I’m up on the hood of the vehicle on my back watching as he jams the car into first and guns it straight ahead through the parking lot. Of course, the screeching tires and the sound of flying gravel draw the attention of the cameras like bees to honey.

By the time he tears past them and I’m back on my feet running toward my car, the obstacles blocking my vehicle are gone. The two camera cars with lenses protruding from the rear passenger windows pull U-turns, and within seconds they’re in hot pursuit.

As I get in and start the car, I’m guessing that I’m already a quarter of a mile behind Aranda. Turning to exit the parking lot, I see their dust ahead of me as Aranda goes straight, taking the road I came in on. One of the camera vehicles follows him. The other cuts off to the left on another road. I don’t follow it. I stay with Aranda.

A few hundred feet up, there is a bend in the road, and I see a large cloud of dust. As I enter it, I’m forced to slow down. When the dust begins to settle, I see the car with the cameras off in a ditch on the right and what appears to be a taxi with its nose stuck into the side of the hill on my left. I know it’s a taxi because Herman is standing just next to it talking with both hands, Italian style, to guys crawling out of the SUV.

I slow down and get a mouthful of dust as I open the window and wave him toward me. The instant he sees me, Herman stops talking and sprints to the passenger side of my car and gets in. Before his feet even hit the floorboards, we’re moving again.

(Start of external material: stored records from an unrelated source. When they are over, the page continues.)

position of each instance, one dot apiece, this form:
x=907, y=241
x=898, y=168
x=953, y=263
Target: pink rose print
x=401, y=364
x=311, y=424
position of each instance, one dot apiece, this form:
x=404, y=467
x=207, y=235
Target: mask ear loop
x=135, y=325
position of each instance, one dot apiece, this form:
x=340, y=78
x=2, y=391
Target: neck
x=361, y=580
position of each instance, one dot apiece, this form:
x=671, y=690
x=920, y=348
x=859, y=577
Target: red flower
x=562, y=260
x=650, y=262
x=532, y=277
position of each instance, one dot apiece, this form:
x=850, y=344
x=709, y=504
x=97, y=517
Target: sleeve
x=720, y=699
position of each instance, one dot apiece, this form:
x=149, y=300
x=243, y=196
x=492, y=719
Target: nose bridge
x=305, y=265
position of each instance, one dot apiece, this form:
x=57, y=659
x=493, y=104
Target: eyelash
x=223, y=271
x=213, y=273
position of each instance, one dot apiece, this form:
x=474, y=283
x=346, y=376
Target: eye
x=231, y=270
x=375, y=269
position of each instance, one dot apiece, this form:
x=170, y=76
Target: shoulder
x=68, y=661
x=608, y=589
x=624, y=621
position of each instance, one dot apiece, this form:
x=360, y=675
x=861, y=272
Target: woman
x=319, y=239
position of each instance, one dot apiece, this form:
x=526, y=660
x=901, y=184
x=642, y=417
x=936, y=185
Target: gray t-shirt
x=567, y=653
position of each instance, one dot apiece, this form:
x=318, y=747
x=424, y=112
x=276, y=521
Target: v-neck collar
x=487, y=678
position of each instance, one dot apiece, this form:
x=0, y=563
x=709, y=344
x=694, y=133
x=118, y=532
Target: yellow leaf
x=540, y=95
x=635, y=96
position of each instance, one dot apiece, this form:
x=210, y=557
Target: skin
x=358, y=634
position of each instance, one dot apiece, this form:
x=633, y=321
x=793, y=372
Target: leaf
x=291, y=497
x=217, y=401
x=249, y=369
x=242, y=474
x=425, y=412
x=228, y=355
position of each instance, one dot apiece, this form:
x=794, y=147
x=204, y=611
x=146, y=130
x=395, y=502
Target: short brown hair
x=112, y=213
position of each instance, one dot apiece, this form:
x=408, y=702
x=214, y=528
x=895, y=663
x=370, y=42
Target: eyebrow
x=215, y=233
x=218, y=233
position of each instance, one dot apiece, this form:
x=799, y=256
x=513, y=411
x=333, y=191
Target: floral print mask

“It’s Aranda up in front of us,” I tell him.

“Damn near killed us,” says Herman. “I thought we were clear till the other car nailed us. Couldn’t even see ’em in the dust.”

“I had him in the parking lot. He got away. The press showed up.”

“As soon as I saw the cameras in the car, I figured,” he says.

We are racing, bouncing along in ruts on the unpaved road. Herman hits his head on the roof of the car and finally gets himself strapped in.